Network Stack Overview
Architecture and design of the Aegis OS in-kernel IPv4 network stack
Network Stack Overview
Aegis implements a minimal, polling-based IPv4 network stack entirely within the kernel. The stack supports Ethernet framing, ARP resolution, IPv4 routing, ICMP echo, UDP, and TCP (RFC 793 state machine with retransmit). All protocol processing runs either in PIT ISR context (RX path at 100 Hz) or in syscall/task context (TX path via the socket API).
v1 maturity notice: The network stack is written entirely in C and has not been audited for memory safety or protocol-level vulnerabilities. As a v1 from-scratch implementation, it should be assumed to contain exploitable bugs – buffer handling errors, integer overflows in length calculations, or state machine edge cases that could be triggered by crafted packets. This is expected for any network stack at this stage of development.
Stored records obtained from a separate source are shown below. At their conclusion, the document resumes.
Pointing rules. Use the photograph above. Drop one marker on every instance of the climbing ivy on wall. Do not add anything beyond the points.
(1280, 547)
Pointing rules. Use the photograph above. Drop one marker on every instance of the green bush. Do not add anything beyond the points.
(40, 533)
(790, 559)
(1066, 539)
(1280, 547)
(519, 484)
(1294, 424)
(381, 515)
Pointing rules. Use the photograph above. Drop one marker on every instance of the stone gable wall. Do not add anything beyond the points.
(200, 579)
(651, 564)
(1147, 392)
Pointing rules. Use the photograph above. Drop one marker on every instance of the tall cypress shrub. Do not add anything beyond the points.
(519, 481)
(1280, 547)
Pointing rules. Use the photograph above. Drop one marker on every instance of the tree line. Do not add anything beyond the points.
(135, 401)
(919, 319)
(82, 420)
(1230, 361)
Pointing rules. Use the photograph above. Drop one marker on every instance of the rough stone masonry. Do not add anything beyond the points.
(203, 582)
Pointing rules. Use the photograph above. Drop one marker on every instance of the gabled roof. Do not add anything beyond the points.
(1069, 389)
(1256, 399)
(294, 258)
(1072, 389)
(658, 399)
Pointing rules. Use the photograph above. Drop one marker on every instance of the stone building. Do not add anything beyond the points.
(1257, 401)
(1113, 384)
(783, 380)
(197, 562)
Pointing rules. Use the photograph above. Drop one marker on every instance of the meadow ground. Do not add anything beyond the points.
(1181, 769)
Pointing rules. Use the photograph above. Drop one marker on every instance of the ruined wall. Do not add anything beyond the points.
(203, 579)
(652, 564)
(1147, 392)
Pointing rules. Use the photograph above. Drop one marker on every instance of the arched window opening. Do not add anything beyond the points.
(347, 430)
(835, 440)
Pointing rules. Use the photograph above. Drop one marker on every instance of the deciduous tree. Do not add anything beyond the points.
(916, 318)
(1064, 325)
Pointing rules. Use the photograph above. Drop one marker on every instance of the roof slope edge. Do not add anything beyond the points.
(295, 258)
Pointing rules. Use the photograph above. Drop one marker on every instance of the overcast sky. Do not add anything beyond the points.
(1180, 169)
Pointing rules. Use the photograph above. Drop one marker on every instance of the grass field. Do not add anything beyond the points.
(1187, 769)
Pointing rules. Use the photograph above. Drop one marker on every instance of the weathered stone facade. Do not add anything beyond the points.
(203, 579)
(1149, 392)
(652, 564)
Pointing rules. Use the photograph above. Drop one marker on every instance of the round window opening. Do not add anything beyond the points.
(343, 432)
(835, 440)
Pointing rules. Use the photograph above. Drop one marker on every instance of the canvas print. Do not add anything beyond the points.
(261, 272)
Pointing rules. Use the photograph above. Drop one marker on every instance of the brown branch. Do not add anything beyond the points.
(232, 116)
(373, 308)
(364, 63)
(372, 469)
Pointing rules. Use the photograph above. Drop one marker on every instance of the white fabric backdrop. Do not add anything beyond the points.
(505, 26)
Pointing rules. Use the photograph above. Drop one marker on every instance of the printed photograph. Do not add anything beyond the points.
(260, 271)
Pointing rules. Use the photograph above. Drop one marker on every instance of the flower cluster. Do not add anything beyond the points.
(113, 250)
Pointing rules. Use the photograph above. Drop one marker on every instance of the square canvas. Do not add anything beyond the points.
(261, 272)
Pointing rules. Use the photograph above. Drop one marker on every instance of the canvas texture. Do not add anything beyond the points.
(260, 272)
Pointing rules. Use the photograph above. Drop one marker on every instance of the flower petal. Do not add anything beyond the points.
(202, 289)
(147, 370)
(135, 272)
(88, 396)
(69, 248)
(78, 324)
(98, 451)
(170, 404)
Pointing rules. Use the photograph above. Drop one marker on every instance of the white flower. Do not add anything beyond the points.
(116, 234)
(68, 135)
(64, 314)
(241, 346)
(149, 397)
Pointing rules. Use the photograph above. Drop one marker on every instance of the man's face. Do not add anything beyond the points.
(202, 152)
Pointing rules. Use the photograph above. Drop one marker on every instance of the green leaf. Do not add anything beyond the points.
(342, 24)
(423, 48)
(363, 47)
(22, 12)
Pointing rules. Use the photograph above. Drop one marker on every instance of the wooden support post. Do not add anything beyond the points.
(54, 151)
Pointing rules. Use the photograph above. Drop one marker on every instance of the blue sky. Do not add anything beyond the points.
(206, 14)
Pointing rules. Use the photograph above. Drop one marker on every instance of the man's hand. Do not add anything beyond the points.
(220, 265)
The planned gradual migration from C to Rust (already underway in the capability model) will eventually cover the networking code, but that work has not yet begun for
kernel/net/. Contributions are welcome – file issues or propose changes at exec/aegis.
Architecture
+--------------------------------------------------------------+
| User Space |
| socket() / bind() / listen() / accept() / connect() |
| send() / recv() / sendto() / recvfrom() / epoll_wait() |
+-------------------------------+------------------------------+
| syscall boundary
+-------------------------------+------------------------------+
| Socket Layer socket.c | unix_socket.c | epoll.c |
| - sock_t table (64 slots) | AF_UNIX domain | epoll fds |
| - VFS integration (read/write/close/dup/stat) |
+-------------------------------+------------------------------+
| Transport tcp.c | udp.c |
| - TCP state machine (32 conns, 16KB rbuf, 8KB sbuf) |
| - UDP binding table (16 ports) |
+-------------------------------+------------------------------+
| Network ip.c |
| - IPv4 send/receive, routing (gateway vs. on-link) |
| - ICMP echo request/reply |
| - Loopback queue (127.0.0.0/8 and self-addressed) |
+-------------------------------+------------------------------+
| Data Link eth.c |
| - Ethernet framing (14-byte header) |
| - ARP table (16 entries, request/reply, anti-spoofing) |
+-------------------------------+------------------------------+
| Device netdev.c |
| - netdev_t registry (up to 4 NICs) |
| - poll/send abstraction |
+-------------------------------+------------------------------+
| Drivers virtio_net.c | rtl8169.c |
| - PCI device discovery via ECAM |
| - DMA descriptor rings, MMIO register access |
+--------------------------------------------------------------+
Source Files
| File | Purpose |
|---|---|
kernel/net/net.h |
Shared types: ip4_addr_t, mac_addr_t, byte-order macros, checksum API |
kernel/net/netdev.h / .c |
Network device abstraction layer |
kernel/net/eth.h / .c |
Ethernet framing, ARP table, ARP resolution |
kernel/net/ip.h / .c |
IPv4 send/receive, ICMP echo, loopback, net_init() |
kernel/net/tcp.h / .c |
TCP state machine, retransmit timer, socket-layer helpers |
kernel/net/udp.h / .c |
UDP send/receive, port binding table |
kernel/net/socket.h / .c |
Socket table, VFS ops for AF_INET sockets |
kernel/net/unix_socket.h / .c |
AF_UNIX domain sockets with fd passing |
kernel/net/epoll.h / .c |
epoll implementation (epoll_create, epoll_ctl, epoll_wait) |
kernel/drivers/virtio_net.c |
virtio 1.0 modern NIC driver (QEMU) |
kernel/drivers/rtl8169.c |
Realtek RTL8168/8169 PCIe gigabit Ethernet driver |
Initialization
The network stack is initialized during boot via net_init() (called from kernel_main()):
void net_init(void)
{
netdev_t *dev = netdev_get("eth0");
if (!dev) {
/* No NIC registered — silent return.
* boot.txt must NOT contain any [NET] lines. */
return;
}
eth_init();
udp_init();
tcp_init();
}
Prior to net_init(), the NIC driver (virtio_net_init() or rtl8169_init()) has already:
- Scanned the PCIe device table for its vendor/device ID
- Mapped BAR MMIO regions into kernel virtual address space
- Set up DMA descriptor rings (RX and TX)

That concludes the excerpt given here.